At runtime, both fire in ExecConstraints (executor), which walks the relation’s ConstrCheck array and attnotnull flags for every inserted or updated tuple — no trigger, no SPI, no extra round trip. The detail of that executor path lives in postgres-executor.md; here the key fact is that the catalog row is the only artifact CHECK/NOT NULL leave behind.

UNIQUE and PRIMARY KEY — a label on an index

Section titled “UNIQUE and PRIMARY KEY — a label on an index”
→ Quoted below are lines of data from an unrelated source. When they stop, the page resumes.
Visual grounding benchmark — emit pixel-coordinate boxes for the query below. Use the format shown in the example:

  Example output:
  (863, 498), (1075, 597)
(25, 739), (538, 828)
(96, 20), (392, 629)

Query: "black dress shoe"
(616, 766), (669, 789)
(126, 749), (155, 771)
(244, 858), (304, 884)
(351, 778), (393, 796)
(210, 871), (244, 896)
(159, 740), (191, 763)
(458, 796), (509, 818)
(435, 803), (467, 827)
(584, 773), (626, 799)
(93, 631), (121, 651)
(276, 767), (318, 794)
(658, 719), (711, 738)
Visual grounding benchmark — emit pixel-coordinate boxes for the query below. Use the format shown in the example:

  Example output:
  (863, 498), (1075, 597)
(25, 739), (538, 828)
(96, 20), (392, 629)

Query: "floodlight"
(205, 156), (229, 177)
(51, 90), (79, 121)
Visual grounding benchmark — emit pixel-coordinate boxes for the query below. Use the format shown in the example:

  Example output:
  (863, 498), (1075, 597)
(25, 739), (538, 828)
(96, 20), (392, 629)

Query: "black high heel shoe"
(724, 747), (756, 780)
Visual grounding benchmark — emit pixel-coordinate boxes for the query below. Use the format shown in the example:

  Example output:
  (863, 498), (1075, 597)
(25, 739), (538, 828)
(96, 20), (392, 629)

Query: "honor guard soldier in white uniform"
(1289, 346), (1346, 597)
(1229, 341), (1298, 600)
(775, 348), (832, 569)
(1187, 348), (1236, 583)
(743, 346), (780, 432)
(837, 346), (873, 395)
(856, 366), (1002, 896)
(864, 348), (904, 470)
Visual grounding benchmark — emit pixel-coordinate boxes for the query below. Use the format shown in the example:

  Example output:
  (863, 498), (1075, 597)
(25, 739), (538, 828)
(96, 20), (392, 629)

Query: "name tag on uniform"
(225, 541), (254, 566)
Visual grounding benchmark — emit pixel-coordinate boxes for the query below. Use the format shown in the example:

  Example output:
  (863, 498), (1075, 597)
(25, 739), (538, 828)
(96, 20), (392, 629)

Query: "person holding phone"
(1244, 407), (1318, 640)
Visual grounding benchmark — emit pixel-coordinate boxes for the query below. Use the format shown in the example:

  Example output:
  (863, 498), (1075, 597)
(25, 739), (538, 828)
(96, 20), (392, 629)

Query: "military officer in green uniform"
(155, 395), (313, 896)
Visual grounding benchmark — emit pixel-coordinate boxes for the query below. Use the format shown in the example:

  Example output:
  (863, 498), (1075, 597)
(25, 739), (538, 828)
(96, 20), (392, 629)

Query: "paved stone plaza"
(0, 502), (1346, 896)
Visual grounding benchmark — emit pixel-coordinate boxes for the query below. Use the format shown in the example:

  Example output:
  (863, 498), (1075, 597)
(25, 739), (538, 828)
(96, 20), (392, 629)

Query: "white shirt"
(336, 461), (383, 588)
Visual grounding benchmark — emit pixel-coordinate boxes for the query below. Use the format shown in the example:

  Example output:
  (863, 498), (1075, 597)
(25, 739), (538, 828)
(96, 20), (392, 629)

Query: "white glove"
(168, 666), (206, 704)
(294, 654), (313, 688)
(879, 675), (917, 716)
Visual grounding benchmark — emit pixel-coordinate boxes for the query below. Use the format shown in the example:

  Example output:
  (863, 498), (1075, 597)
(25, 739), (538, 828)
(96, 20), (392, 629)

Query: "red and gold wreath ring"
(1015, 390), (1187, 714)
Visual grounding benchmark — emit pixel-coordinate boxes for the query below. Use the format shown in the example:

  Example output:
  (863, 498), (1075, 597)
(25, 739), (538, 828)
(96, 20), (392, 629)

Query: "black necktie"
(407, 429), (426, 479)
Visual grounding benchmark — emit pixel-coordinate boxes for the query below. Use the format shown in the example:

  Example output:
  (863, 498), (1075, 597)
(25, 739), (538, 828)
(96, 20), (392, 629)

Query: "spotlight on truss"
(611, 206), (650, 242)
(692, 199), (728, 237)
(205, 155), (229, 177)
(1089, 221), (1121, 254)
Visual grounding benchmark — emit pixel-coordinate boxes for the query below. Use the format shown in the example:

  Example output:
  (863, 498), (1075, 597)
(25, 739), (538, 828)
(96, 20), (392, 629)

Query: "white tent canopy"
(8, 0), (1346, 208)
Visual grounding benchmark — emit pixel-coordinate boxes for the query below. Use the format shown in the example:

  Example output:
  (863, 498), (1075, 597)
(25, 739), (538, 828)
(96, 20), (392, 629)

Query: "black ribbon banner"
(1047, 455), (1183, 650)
A unique or primary-key constraint stores no expression and no trigger. It records conindid pointing at a unique B-tree index, and enforcement is entirely a side effect of that index’s insert path: a duplicate key violates the index’s uniqueness check (_bt_check_unique in nbtree), which raises ERRCODE_UNIQUE_VIOLATION. The CreateConstraintEntry call for these is issued from index_constraint_create (in index.c) after the index has been built — the dependency between index and constraint runs the opposite direction from the FK case (the constraint owns the index). The mechanics of building that index are covered in postgres-index-creation.md and postgres-nbtree.md; what matters for constraints is that PRIMARY KEY = UNIQUE index + implicit NOT NULL on each key column, recorded as contype = 'p'.

flowchart TD
  A["CREATE TABLE / ALTER TABLE<br/>... ADD CONSTRAINT"] --> B{"contype?"}
  B -->|"'c' CHECK<br/>'n' NOT NULL"| C["StoreRelCheck /<br/>StoreRelNotNull<br/>store conbin / attnum"]
  B -->|"'u' UNIQUE<br/>'p' PRIMARY KEY"| D["index_constraint_create<br/>conindid -> unique btree"]
  B -->|"'f' FOREIGN KEY"| E["createForeignKeyCheckTriggers<br/>+ createForeignKeyActionTriggers"]
  C --> Z["CreateConstraintEntry<br/>one pg_constraint row"]
  D --> Z
  E --> Z
  C --> C2["enforced in ExecConstraints<br/>per modified row"]
  D --> D2["enforced by btree<br/>_bt_check_unique on insert"]
  E --> E2["enforced by AFTER-ROW<br/>RI triggers via SPI"]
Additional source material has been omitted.